Knowing the learning dynamics of policy is significant to unveiling the mysteries of Reinforcement Learning (RL). It is especially crucial yet challenging to Deep RL, from which the remedies to notorious issues like sample inefficiency and learning instability could be obtained. In this paper, we study how the policy networks of typical DRL agents evolve during the learning process by empirically investigating several kinds of temporal change for each policy parameter. On typical MuJoCo and DeepMind Control Suite (DMC) benchmarks, we find common phenomena for TD3 and RAD agents: 1) the activity of policy network parameters is highly asymmetric and policy networks advance monotonically along very few major parameter directions; 2) severe detours occur in parameter update and harmonic-like changes are observed for all minor parameter directions. By performing a novel temporal SVD along policy learning path, the major and minor parameter directions are identified as the columns of right unitary matrix associated with dominant and insignificant singular values respectively. Driven by the discoveries above, we propose a simple and effective method, called Policy Path Trimming and Boosting (PPTB), as a general plug-in improvement to DRL algorithms. The key idea of PPTB is to periodically trim the policy learning path by canceling the policy updates in minor parameter directions, while boost the learning path by encouraging the advance in major directions. In experiments, we demonstrate the general and significant performance improvements brought by PPTB, when combined with TD3 and RAD in MuJoCo and DMC environments respectively.
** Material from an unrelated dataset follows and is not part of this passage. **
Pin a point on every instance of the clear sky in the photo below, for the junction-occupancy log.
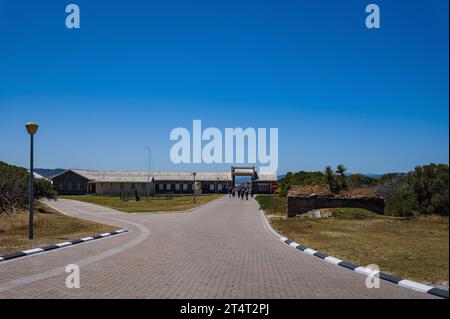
(375, 100)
翻译：理解策略的学习动态对于揭示强化学习（RL）的奥秘至关重要，尤其在深度强化学习（DRL）中，这为应对样本效率低下与学习不稳定等顽疾提供了可能的解决方案。本文通过实证研究每个策略参数在多种时间尺度上的变化，探讨典型DRL智能体的策略网络在学习过程中的演化规律。基于MuJoCo与DeepMind Control Suite（DMC）基准测试，我们发现TD3和RAD智能体存在两种共性现象：1）策略网络参数的活动具有高度非对称性，且网络沿极少数主要参数方向单调推进；2）参数更新中出现严重的迂回路径，所有次要参数方向均显现类谐波变化模式。通过对策略学习路径实施新型时间序列奇异值分解（SVD），我们将主要与次要参数方向分别定义为与主导奇异值和次要奇异值关联的右酉矩阵列向量。基于上述发现，本文提出一种名为策略路径修剪与增强（PPTB）的简单有效方法，可作为DRL算法的通用插件式改进。PPTB的核心思想是：通过取消次要参数方向上的策略更新来周期性修剪策略学习路径，同时通过促进主要方向的前进来增强学习路径。实验表明，当PPTB分别与TD3和RAD算法结合应用于MuJoCo与DMC环境时，能够带来普遍且显著的性能提升。